Liebe Frau Schweizer, dieser Tage habe ich Ihr Buch "Mein Weg zu Dir" rezensiert. Dazu möchte ich Ihnen heute einige Fragen stellen.

Helga König: Was bedeutet für Sie Achtsamkeit im Hinblick auf Reitpferde?

Angelika Schweizer: Hätten Sie mir diese Frage vor 3 Jahren gestellt, so wäre mir dazu keine Antwort eingefallen, da ich mich vor meinem schweren Unfall mit diesem Thema zu keinem Zeitpunkt befasst habe. Um eine harmonische Beziehung mit meiner Stute Etienne führen zu können, bin ich eigentlich gerade zu zur Achtsamkeit gezwungen worden. Mir war klar, dass ich mit meiner inneren Unruhe, die ich auch noch Monate nach meinem Unfall in mir trug keinen Neuanfang mit meiner Stute wagen konnte. Ich suchte deswegen nach einem Weg, wie wir beide miteinander täglich eine Auszeit nehmen könnten. Dabei bin ich auf die Idee gekommen, zusammen mit meinem Pferd jeden Tag 1 Stunde Entspannungsmusik in unserer Reithalle zu hören. Der Versuch gab mir Recht. Es ist für uns beide täglich eine Stunde, die nur wir beide völlig ungestört von äußeren Einflüssen zusammen genießen und hieraus Kraft schöpfen. Ohne mein Pferd, wäre ich auch heute noch ein Hamster im Laufrad.

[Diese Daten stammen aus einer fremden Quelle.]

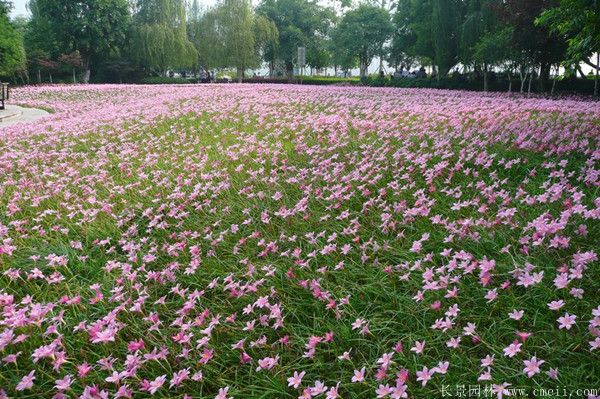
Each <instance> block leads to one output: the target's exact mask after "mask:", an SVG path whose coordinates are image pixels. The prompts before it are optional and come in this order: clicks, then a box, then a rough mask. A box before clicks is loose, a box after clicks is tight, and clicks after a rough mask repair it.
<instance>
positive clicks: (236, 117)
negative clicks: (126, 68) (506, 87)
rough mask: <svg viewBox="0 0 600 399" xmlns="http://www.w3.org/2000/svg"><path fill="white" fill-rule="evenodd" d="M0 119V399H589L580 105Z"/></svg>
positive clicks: (357, 93)
mask: <svg viewBox="0 0 600 399" xmlns="http://www.w3.org/2000/svg"><path fill="white" fill-rule="evenodd" d="M12 98H13V100H12V101H16V102H18V103H20V104H21V105H26V106H32V107H38V108H45V109H51V110H52V111H53V113H52V114H51V115H49V116H47V117H45V118H43V119H41V120H39V121H37V122H33V123H29V124H17V125H12V126H9V127H5V128H0V398H84V399H92V398H93V399H96V398H146V397H156V398H159V397H160V398H210V399H212V398H215V399H228V398H235V399H267V398H274V399H275V398H277V399H278V398H302V399H309V398H321V399H336V398H344V399H346V398H393V399H397V398H448V397H489V398H492V397H493V398H496V397H498V398H502V397H521V398H522V397H530V398H531V397H540V396H541V395H542V392H543V391H542V390H556V392H555V393H554V395H555V396H547V397H565V396H567V395H568V394H570V395H571V396H570V397H580V398H596V397H598V396H600V261H599V259H598V257H599V256H600V222H599V220H600V102H591V101H582V100H578V99H562V100H546V99H541V98H537V99H536V98H531V99H526V98H518V97H517V98H511V97H509V96H508V95H506V94H482V93H466V92H457V91H435V90H412V89H411V90H408V89H407V90H403V89H385V88H383V89H376V88H363V87H318V86H313V87H309V86H291V85H285V86H277V85H267V84H264V85H250V84H247V85H235V84H231V85H181V86H124V85H119V86H116V85H115V86H110V85H106V86H48V87H43V86H42V87H35V88H23V89H17V90H15V91H14V93H13V97H12ZM563 390H564V392H565V393H566V394H565V395H563Z"/></svg>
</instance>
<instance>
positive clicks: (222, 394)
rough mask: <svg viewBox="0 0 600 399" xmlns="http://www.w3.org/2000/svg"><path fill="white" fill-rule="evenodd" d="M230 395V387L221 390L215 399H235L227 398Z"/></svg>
mask: <svg viewBox="0 0 600 399" xmlns="http://www.w3.org/2000/svg"><path fill="white" fill-rule="evenodd" d="M228 393H229V387H228V386H227V387H225V388H219V393H218V394H217V396H215V399H233V397H231V396H229V397H228V396H227V394H228Z"/></svg>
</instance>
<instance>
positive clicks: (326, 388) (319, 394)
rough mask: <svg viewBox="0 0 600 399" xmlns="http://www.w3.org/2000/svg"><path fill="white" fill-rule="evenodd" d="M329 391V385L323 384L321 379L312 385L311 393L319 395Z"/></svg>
mask: <svg viewBox="0 0 600 399" xmlns="http://www.w3.org/2000/svg"><path fill="white" fill-rule="evenodd" d="M326 391H327V386H326V385H325V384H323V383H322V382H321V381H319V380H317V381H315V385H314V386H313V387H310V394H311V395H312V396H318V395H320V394H322V393H324V392H326Z"/></svg>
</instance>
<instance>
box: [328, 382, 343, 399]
mask: <svg viewBox="0 0 600 399" xmlns="http://www.w3.org/2000/svg"><path fill="white" fill-rule="evenodd" d="M339 388H340V383H339V382H338V383H337V384H336V386H334V387H331V388H329V391H327V394H326V398H325V399H337V398H339V394H338V389H339Z"/></svg>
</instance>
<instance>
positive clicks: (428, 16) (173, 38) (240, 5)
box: [0, 0, 600, 95]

Helga König: Welche Erkenntnisse haben Ihnen Ihre Studien in Tierpsychologie gebracht?

Angelika Schweizer: Mir wurde durch dieses Studium klar, dass ein sehr großer Teil unserer Pferde nicht artgerecht gehalten werden. Ein Pferd in freier Natur bewegt sich nahezu den ganzen Tag im Schritt und nimmt dabei Nahrung auf. Der Alltag vieler Pferde sieht aber so aus, dass diese bis zu 23 Stunden in kleinen Boxen verharren und dann eine Stunde auf Vollgas geritten werden. Oftmals sind die Boxen so klein, dass kaum ein Drehen des Pferdes möglich ist oder der Sichtkontakt zu Artgenossen nicht vorhanden ist. Pferde haben bestimmte Grundbedürfnisse, dazu gehören u.a. Licht, Bewegung und Sozialkontakt, täglicher Weidegang im Sommer und auch im Winter. Werden diese Grundbedürfnisse nicht erfüllt, zeigen viele Pferde Verhaltensauffälligkeiten, die für den Mensch zu einer ernsten Gefahr werden können, wie beispielsweise Aggression.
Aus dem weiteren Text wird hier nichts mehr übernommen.